In my Gaian Soul Practices classes, I send out an email every day with a journaling prompt. The folks in the current class are preparing to dedicate themselves to their own True Paths at Candlemas / Imbolc next week, so this week’s journal prompts are in preparation for that.
This morning’s question was: What is it I am meant to do in this lifetime?
Even though I am already pretty certain of the answer to that question, I think it never hurts to go back to it on a regular basis, to get in touch with the refinements to our soul’s calling as we age and grow.
(One woman in the class, Maria, answered this question on her own blog this morning.)
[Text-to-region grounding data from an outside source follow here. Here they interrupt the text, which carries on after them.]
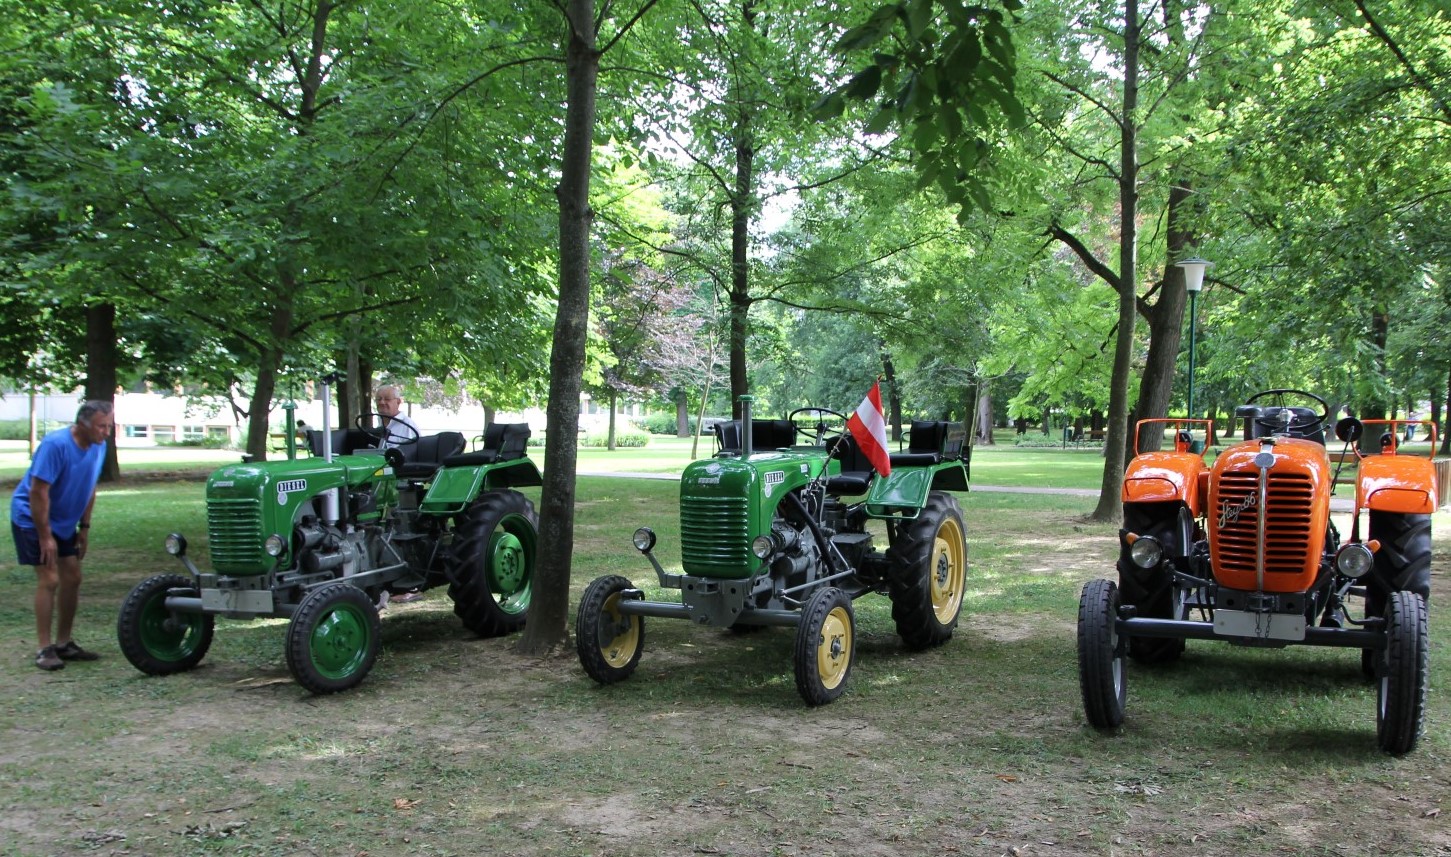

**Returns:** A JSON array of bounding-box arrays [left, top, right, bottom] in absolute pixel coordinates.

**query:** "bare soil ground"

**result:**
[[1, 496, 1448, 856]]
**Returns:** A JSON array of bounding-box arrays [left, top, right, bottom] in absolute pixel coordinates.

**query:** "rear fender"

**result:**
[[1358, 455, 1439, 514], [419, 458, 542, 515], [1122, 452, 1207, 517], [864, 460, 968, 519]]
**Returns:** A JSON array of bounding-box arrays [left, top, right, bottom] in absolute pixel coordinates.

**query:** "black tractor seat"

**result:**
[[443, 422, 532, 467], [888, 420, 965, 468], [397, 431, 466, 480]]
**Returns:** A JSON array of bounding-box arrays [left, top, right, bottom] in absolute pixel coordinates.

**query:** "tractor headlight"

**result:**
[[751, 534, 775, 560], [632, 527, 657, 553], [264, 533, 287, 557], [1128, 536, 1163, 569], [1335, 543, 1374, 578], [164, 533, 187, 557]]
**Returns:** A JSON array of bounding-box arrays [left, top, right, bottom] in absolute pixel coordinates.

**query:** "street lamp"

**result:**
[[1176, 257, 1212, 421]]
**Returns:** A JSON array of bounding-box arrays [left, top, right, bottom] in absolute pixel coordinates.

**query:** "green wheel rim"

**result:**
[[309, 603, 373, 680], [139, 590, 206, 661], [486, 513, 534, 615]]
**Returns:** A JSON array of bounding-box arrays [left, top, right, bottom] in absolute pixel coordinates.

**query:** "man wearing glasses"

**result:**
[[373, 385, 420, 449]]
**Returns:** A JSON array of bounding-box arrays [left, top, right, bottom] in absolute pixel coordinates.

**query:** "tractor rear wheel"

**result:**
[[1121, 503, 1191, 664], [887, 492, 967, 650], [448, 490, 537, 637], [286, 582, 381, 694], [117, 573, 214, 675], [576, 575, 645, 684], [794, 587, 855, 706], [1376, 590, 1428, 755], [1363, 511, 1432, 678], [1078, 578, 1126, 729]]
We can journal in response to these questions, of course, without pulling a tarot or oracle card. But pulling a card often sparks us in such delightful, unexpected ways!
In answer to my question, I pulled . . . The Hermit. And I had to laugh, because I am spending a lot of time writing and making art in my journal these days, and teaching the folks in my classes to do the same. Journaling (with words, art and photography) is one of the core Gaian Soul Practices.
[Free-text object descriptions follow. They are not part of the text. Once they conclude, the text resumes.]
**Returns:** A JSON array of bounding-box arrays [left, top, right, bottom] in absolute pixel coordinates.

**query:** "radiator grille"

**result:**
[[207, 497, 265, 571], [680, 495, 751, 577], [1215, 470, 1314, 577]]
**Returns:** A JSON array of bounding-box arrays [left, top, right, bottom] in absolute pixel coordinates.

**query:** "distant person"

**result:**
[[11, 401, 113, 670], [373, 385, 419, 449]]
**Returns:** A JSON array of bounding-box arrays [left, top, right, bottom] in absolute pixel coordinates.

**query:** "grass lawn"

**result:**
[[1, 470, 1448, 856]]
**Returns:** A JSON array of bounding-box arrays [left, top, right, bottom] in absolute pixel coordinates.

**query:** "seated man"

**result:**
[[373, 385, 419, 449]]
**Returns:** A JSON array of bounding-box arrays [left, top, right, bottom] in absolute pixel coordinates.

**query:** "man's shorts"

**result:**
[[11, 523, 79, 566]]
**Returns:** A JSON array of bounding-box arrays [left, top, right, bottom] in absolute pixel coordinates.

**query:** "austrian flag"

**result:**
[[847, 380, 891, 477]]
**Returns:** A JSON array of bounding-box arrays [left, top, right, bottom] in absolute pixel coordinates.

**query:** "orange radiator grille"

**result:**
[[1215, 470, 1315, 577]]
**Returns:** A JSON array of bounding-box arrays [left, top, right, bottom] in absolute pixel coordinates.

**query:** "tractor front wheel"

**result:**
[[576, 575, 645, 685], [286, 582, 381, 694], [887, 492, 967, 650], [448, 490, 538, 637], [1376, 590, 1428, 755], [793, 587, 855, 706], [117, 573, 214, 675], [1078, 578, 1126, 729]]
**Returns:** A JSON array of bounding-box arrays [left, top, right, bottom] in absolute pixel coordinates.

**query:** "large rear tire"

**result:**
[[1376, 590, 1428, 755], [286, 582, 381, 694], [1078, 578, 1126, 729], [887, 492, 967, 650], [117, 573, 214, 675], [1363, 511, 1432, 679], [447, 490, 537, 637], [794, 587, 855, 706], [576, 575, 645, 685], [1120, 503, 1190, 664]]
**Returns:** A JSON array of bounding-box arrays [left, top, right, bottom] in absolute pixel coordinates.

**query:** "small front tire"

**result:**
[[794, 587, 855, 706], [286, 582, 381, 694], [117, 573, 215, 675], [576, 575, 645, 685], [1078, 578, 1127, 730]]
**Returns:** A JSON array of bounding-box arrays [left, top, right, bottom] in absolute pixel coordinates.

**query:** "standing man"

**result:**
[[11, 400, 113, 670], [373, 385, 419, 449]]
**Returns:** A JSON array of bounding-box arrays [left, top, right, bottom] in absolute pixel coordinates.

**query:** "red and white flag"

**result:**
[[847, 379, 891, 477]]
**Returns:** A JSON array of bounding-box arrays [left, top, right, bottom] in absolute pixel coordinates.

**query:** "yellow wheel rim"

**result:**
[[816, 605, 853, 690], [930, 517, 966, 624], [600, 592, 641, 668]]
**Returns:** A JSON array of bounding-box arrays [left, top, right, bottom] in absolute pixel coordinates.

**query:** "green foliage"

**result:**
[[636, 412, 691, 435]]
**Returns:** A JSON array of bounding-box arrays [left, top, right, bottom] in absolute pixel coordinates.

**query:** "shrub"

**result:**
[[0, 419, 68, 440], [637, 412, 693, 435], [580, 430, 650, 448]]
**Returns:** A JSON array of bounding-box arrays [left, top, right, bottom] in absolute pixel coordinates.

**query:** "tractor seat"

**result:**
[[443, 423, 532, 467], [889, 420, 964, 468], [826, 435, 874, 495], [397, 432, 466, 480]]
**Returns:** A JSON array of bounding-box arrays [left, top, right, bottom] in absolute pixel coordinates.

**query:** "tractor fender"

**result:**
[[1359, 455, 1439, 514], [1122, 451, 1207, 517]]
And my Gaian Hermit, of course, is writing in his nature journal, listening to birdsong, and turning his inner eye to the unseen world.
Here is what I wrote in my own journal this morning:
“I am meant to have times of retreat and getting away from the world, in order to connect with who I am truly am, with my Muse, my Goddess, and my own deep desires, so that I can come back and hold up a metaphorical lamp for others, to light the way for them.
I am Teacher and Healer and Artist. I have much to share. Others follow and learn from me.
As I follow and learn from others.
Still, that time alone, with journal and pen and paper, is crucial — critical — to hearing my own inner voice and the voice of Spirit.
Blessed be for time alone. Blessed be for time with others.”
Here’s what I wrote about the Hermit in the Gaian Tarot companion book:
The Hermit retreats from the company of others to replenish his soul in solitude as he communes with the natural world. He listens to the calls of birds as he writes and sketches in his journal at twilight time. He ponders his own mortality, and the gifts and challenges of aging.
His guardian is the Barred Owl, who sees keenly in the darkness and embodies silent wisdom. From the sacred smoke of burning sage, visions rise of spirit animals. The Loon, with its primal eerie call, leads the Hermit into the waters of his dreams and ancestral memories. Wolf, the moon’s ally, reminds the Hermit that he is part of a pack or tribe, even when he spends time apart from it. The Merlin is a magical, shapeshifting raptor who shares its name with the Wise Old Man of Arthurian legend. All three are teachers of the Hermit’s soul.
When you get this card in a reading . . .
Your spirit is crying out for a time of sacred solitude. You need to withdraw from the world to focus on your inner life and spirituality. Perhaps you have been wounded in the “wars of the world,” or perhaps you are fatigued and empty from putting out so much energy, especially if you are a caregiver. Your well is empty and it needs to be filled.
Take some time out for a retreat. Go away to the mountains or the sea, by yourself, without partner or friends. Spend time outside in nature, observing the changes in your environment day by day. Your inner wisdom and sense of well-being will grow effortlessly the more time you spend outside. When you once again enter community life, others will be drawn to the light they see inside you and may come to you for guidance. For part of your purpose is to share what you’ve learned with others.
I retreat from the world in order to refresh my spirit.
What does the Hermit say to you, dear Readers?
And . . . what card do you pull in answer to the question: What is it I am meant to do in this lifetime?